Good news from China : salt water rice

Jay OwenSustainability News, Trendspotting

“Ethical Markets has been pointing to the need to use salt-loving plants (halophytes) in human foods for decades, See for example our TV show “Investing in Desert Greening” and our Green Transition Scoreboard 2014 “Plenty of Water”!.

Good news from China: rice grown in salt water is now on the market!
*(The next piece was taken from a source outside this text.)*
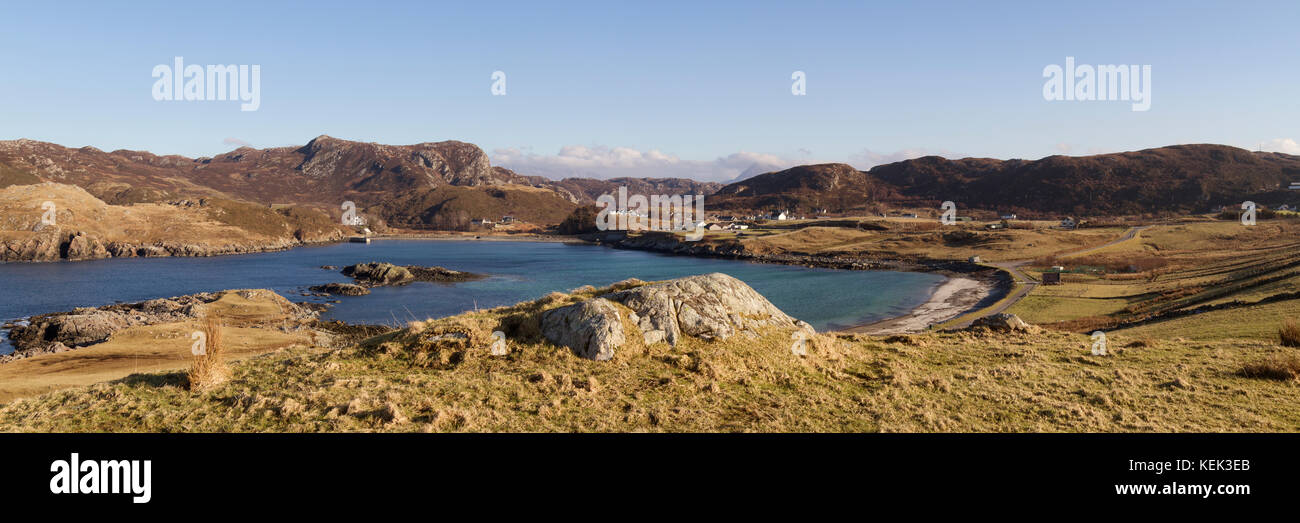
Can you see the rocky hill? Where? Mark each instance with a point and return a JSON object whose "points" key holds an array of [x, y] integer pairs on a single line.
{"points": [[1175, 178], [82, 227], [424, 185]]}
It’s a special, delicacy, like another salt-loving plant: quinoa and still at a premium price.  At last, these success stories may break through the theory-induced blindness in most places that still focus only of freshwater plants (glyophytes), even as fresh water is only 3%, while saltwater is 97% on planet Earth!         ~Hazel Henderson, Editor”

Salt water resistant rice can boost harvest by nearly 20 per cent

Rice grown on a commercial scale in diluted seawater has, for the first time, made it into the rice bowls of ordinary Chinese people after a breakthrough in food production following more than four decades of efforts by farmers, researchers, government agencies and businesses.

The rice was not grown in traditional rice paddy, where fields are filled with fresh water, but on a salty beach on the Yellow Sea coast in Qingdao, Shandong.

China has one million square kilometers of waste land, an area the size of Ethiopia, where plants struggle to grow because of high salinity or alkalinity levels in the soil.

Agricultural scientist Yuan Longping, known as China’s “father of hybrid rice”, told mainland media that if a tenth of such areas were planted with rice species resistant to salt, they could boost China’s rice production by nearly 20 per cent.

They could produce 50 million tonnes of food, enough to feed 200 million people.

Last month, at the nation’s largest seawater rice farm, in Qingdao, the output of Yuan’s seawater rice exceeded 4.5 tonnes a hectare.

Yuan Ce Biological Technology, a Qingdao-based start-up and business partner of Yuan’s team, said it set up an online shop in August, branding the rice “Yuan Mi” in honour of the project’s chief scientist.